Train Stacked Autoencoder Correctly - Keras

2019-05-01 01:05发布

问题:

I try to build a Stacked Autoencoder in Keras (tf.keras). By stacked I do not mean deep. All the examples I found for Keras are generating e.g. 3 encoder layers, 3 decoder layers, they train it and they call it a day. However, it seems the correct way to train a Stacked Autoencoder (SAE) is the one described in this paper: Stacked Denoising Autoencoders: Learning Useful Representations in a Deep Network with a Local Denoising Criterion

In short, a SAE should be trained layer-wise as shown in the image below. After layer 1 is trained, it's used as input to train layer 2. The reconstruction loss should be compared with the layer 1 and not the input layer.

And here is where my trouble begins. How to tell Keras which layers to use the loss function on?

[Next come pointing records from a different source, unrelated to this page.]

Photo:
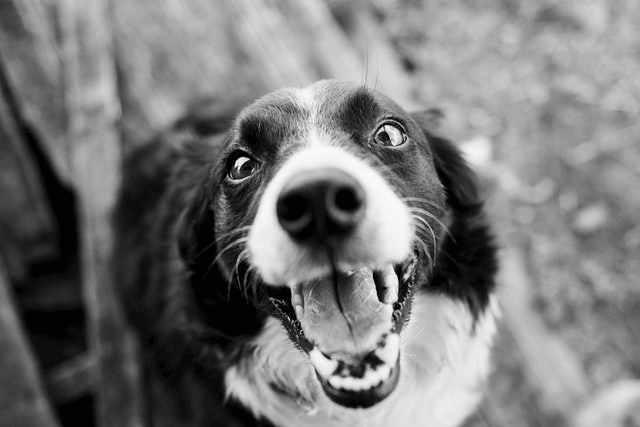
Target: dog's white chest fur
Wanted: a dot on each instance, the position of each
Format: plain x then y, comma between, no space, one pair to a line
443,369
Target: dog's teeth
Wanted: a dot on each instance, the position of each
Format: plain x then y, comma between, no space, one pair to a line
388,352
324,366
296,300
372,377
386,284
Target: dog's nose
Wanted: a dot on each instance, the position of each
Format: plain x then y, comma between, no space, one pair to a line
320,204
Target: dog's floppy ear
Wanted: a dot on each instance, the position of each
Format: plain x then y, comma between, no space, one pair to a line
196,235
453,171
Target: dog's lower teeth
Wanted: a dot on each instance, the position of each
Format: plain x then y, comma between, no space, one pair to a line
372,377
324,366
386,284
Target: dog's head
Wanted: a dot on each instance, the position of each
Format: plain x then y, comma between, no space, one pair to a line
327,208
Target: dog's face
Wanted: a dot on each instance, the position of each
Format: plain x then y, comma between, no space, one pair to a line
328,209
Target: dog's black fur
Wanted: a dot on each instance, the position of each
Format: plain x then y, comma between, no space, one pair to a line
169,221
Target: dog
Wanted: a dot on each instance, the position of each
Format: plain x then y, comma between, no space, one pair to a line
323,259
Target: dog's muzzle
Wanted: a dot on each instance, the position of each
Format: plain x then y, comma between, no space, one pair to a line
321,204
332,241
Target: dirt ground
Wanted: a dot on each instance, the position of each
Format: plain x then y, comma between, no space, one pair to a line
547,94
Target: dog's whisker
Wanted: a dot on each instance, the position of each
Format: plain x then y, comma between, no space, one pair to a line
243,255
422,223
222,238
226,249
417,211
232,232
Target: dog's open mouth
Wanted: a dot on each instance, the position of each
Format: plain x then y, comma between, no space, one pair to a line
349,324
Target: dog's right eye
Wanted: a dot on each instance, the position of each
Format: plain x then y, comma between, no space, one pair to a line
243,167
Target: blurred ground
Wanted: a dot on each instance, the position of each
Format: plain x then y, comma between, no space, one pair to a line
549,91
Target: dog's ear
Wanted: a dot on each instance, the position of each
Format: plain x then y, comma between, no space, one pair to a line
453,171
196,235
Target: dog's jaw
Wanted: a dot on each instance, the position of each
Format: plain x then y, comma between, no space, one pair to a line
446,362
343,301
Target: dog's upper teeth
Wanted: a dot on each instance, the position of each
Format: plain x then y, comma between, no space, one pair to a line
389,350
296,300
387,284
324,365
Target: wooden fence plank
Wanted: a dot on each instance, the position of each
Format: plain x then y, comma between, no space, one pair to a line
29,55
93,108
170,53
28,232
22,399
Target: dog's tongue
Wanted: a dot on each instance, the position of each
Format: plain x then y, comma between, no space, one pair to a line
345,317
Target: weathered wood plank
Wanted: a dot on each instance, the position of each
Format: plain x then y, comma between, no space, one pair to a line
170,53
29,55
550,365
28,232
72,379
95,153
22,399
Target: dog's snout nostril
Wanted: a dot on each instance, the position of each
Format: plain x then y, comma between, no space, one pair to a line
344,205
320,203
294,214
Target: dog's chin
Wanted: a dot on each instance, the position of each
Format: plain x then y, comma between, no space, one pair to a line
363,374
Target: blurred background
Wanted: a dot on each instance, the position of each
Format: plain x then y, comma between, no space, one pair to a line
543,97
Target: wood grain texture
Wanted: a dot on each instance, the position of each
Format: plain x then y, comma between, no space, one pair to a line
29,56
28,232
23,401
93,108
171,52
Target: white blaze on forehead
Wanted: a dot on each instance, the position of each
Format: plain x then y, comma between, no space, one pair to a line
384,236
307,99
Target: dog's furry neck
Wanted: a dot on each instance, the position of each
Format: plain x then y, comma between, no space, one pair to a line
445,366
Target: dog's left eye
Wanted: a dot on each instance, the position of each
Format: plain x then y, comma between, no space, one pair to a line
390,135
243,167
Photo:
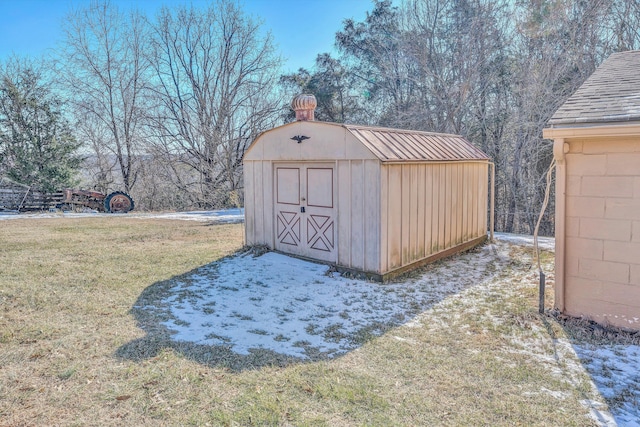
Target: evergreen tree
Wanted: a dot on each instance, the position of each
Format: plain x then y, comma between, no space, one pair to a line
36,143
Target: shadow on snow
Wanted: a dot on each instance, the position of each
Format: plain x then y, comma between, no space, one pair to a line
246,311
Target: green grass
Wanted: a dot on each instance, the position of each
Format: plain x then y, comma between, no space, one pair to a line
72,351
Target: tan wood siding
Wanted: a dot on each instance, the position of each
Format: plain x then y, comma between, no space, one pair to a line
431,208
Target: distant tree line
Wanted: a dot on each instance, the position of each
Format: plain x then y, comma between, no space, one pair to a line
493,71
164,106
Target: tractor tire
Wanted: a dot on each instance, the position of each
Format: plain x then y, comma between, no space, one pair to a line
118,202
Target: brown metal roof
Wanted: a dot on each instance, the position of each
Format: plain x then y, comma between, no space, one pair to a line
611,94
396,145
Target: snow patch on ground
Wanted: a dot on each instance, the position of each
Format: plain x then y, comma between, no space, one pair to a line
615,370
295,307
229,216
299,308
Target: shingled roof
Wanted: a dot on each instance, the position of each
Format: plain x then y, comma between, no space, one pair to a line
611,94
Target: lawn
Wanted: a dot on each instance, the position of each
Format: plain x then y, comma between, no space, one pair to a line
81,342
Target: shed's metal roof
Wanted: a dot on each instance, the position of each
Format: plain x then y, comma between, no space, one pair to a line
611,94
397,145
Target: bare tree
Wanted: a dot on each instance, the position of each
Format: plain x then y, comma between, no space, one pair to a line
213,89
103,67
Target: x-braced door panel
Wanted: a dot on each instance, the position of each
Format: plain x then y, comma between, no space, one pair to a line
305,210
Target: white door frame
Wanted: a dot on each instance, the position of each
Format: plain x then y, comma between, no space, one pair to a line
305,214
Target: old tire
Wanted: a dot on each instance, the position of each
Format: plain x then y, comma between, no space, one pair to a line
118,202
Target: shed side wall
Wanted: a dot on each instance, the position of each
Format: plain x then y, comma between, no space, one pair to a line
258,199
359,214
428,208
602,230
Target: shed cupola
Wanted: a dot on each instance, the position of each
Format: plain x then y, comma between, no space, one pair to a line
304,105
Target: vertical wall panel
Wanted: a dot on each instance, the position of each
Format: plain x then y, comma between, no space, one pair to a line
413,212
384,218
394,223
249,203
372,215
357,214
405,226
428,209
268,211
465,203
422,217
447,205
344,213
436,235
454,204
258,181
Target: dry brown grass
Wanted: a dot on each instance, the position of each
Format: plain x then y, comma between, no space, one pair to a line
72,351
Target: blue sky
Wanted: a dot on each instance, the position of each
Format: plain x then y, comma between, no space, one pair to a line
301,28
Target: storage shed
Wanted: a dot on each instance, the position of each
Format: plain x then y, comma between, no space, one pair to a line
596,136
365,199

Here is what I do. Since the Autoencoder module is not existed anymore in Keras, I build the first autoencoder, and I set its encoder's weights (trainable = False) in the 1st layer of a second autoencoder with 2 layers in total. Then when I train that, it obviously compares the reconstructed layer out_s2 with the input layer in_s, instead of the layer 1 hid1.

# autoencoder layer 1
in_s = tf.keras.Input(shape=(input_size,))
noise = tf.keras.layers.Dropout(0.1)(in_s)
hid = tf.keras.layers.Dense(nodes[0], activation='relu')(noise)
out_s = tf.keras.layers.Dense(input_size, activation='sigmoid')(hid)

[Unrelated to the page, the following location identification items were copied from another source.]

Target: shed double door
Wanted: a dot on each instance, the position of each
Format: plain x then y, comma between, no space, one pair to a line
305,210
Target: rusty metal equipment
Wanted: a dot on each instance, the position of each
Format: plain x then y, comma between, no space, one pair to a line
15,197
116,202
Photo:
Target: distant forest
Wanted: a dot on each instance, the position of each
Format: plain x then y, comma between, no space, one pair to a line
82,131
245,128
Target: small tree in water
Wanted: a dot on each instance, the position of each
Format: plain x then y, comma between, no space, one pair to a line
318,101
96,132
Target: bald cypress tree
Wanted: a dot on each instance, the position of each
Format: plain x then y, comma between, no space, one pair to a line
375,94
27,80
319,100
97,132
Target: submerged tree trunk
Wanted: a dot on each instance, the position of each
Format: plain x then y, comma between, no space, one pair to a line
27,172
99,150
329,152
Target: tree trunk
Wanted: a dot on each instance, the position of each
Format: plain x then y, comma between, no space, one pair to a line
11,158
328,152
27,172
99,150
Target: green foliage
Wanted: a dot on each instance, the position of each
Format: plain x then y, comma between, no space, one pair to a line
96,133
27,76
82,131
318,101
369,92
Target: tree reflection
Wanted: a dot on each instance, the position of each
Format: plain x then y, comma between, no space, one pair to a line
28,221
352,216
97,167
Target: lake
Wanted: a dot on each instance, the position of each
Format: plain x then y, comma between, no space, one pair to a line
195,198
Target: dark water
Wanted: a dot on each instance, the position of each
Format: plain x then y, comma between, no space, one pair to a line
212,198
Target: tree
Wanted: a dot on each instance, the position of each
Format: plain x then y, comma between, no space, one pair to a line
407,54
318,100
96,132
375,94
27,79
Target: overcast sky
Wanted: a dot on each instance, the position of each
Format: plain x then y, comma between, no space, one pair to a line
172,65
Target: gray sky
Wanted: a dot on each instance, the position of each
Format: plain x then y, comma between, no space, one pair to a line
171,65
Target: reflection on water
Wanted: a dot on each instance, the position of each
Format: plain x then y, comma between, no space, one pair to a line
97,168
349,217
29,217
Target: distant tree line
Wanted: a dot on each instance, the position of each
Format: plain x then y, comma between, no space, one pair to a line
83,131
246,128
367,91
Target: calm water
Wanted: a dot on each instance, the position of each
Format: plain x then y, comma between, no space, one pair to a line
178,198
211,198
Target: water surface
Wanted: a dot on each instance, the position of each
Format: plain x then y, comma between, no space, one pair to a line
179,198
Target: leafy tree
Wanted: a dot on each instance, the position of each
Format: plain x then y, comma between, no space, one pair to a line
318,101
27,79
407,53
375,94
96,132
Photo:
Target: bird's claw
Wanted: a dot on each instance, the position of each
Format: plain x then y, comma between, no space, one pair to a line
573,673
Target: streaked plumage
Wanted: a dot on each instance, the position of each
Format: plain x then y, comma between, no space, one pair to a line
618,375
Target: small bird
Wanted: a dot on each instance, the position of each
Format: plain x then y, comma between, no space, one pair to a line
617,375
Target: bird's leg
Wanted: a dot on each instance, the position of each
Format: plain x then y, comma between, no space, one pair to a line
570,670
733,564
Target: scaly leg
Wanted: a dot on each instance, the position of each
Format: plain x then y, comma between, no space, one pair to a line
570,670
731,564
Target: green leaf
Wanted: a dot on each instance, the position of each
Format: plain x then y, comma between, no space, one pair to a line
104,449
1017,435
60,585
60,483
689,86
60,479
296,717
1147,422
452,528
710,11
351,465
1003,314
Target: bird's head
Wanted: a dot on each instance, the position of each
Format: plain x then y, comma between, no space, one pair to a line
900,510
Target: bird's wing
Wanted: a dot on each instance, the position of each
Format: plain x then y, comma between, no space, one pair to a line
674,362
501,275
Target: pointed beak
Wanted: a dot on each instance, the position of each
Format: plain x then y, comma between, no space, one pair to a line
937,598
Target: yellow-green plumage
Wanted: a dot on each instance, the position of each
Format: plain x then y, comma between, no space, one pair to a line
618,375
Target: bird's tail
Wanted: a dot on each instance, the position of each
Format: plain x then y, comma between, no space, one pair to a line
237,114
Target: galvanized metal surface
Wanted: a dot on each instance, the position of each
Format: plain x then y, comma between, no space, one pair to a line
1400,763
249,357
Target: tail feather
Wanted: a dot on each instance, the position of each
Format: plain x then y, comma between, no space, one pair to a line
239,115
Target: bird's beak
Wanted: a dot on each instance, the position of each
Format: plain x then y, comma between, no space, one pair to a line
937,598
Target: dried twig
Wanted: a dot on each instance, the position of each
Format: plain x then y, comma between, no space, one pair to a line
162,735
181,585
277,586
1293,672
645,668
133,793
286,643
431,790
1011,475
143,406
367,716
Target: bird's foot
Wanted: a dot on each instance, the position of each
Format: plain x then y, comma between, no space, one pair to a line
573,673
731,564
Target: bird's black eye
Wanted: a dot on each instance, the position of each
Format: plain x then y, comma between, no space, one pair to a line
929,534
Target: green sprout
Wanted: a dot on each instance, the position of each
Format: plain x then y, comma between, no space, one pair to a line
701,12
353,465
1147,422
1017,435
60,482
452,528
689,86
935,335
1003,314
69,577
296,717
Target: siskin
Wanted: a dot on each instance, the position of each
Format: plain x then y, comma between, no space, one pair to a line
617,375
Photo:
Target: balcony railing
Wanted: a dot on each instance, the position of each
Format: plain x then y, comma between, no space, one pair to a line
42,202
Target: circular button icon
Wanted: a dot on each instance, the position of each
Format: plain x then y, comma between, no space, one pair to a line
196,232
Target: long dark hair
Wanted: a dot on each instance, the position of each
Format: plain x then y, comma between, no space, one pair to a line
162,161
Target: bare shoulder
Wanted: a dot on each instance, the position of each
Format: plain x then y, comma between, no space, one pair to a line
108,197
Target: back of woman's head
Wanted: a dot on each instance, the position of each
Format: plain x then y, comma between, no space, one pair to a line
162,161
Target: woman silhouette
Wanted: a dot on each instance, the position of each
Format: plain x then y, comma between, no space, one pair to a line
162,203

ae_1 = tf.keras.Model(in_s, out_s, name="ae_1")
ae_1.compile(optimizer='nadam', loss='binary_crossentropy', metrics=['acc'])

# autoencoder layer 2
hid1 = tf.keras.layers.Dense(nodes[0], activation='relu')(in_s)
noise = tf.keras.layers.Dropout(0.1)(hid1)
hid2 = tf.keras.layers.Dense(nodes[1], activation='relu')(noise)
out_s2 = tf.keras.layers.Dense(nodes[0], activation='sigmoid')(hid2)

ae_2 = tf.keras.Model(in_s, out_s2, name="ae_2")
ae_2.layers[0].set_weights(ae_1.layers[0].get_weights())
ae_2.layers[0].trainable = False

ae_2.compile(optimizer='nadam', loss='binary_crossentropy', metrics=['acc'])

The solution should be fairly easy, but I can't see it nor find it online. How do I do that in Keras?